VATICAN ASTRONOMER TO SPEAK AT SHU

Guy J. Consolmagno Reaches for Stars and Deeper Understanding of Life

A Vatican astronomer who explores connections between meteorites, asteroids and the origin and evolution of small solar system bodies will bring his expertise to the Sacred Heart University campus on Wednesday, March 21st.

Guy J. Consolmagno, S.J., a Jesuit brother who believes in the need for science and religion to work alongside one another rather than as competing ideologies, will deliver a lecture titled “Astronomy, God and the Search for Elegance,” at 3:30 p.m. in University Commons. The event is presented by the University’s Hersher Institute for Applied Ethics and is open to the public free of charge.

“By looking closely at a handful of images, we’ll explore the way that one proceeds from an emotional appreciation of the beauty of the stars and planets to a deeper understanding that satisfies both reason and emotion,” said Consolmagno, a research astronomer and planetary scientist who has worked at the Vatican Observatory since 1993.

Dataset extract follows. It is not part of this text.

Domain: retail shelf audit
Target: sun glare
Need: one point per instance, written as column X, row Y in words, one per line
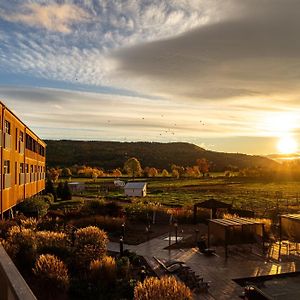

Consolmagno serves as curator of the Vatican meteorite collection, one of the largest in the world. Among his publications are four books: a popular telescope guide, Turn Left at Orion (with Dan M. Davis; Cambridge University Press, 1995); a planetary sciences textbook, Worlds Apart (with Martha W. Schaefer; Prentice Hall, 1993); a book describing modern physics for a church-going layperson, The Way to the Dwelling of Light (University of Notre Dame Press, 1998); and Brother Astronomer, Adventures of a Vatican Scientist (McGraw Hill, 2000).
Consolmagno obtained a Master of Science degree in 1975 in Earth and Planetary Sciences from the Massachusetts Institute of Technology, and his Ph.D. in Planetary Science from the University of Arizona in 1978. From 1978-80 he was a postdoctoral fellow and lecturer at the Harvard College Observatory. In 1983 he joined the U.S. Peace Corps to serve in Kenya for two years, teaching astronomy and physics.
Consolmagno, who has also studied philosophy and theology, divides his time between Tucson, Arizona, and Italy, observing asteroids and Kuiper Belt comets with the Vatican's 1.8 meter telescope.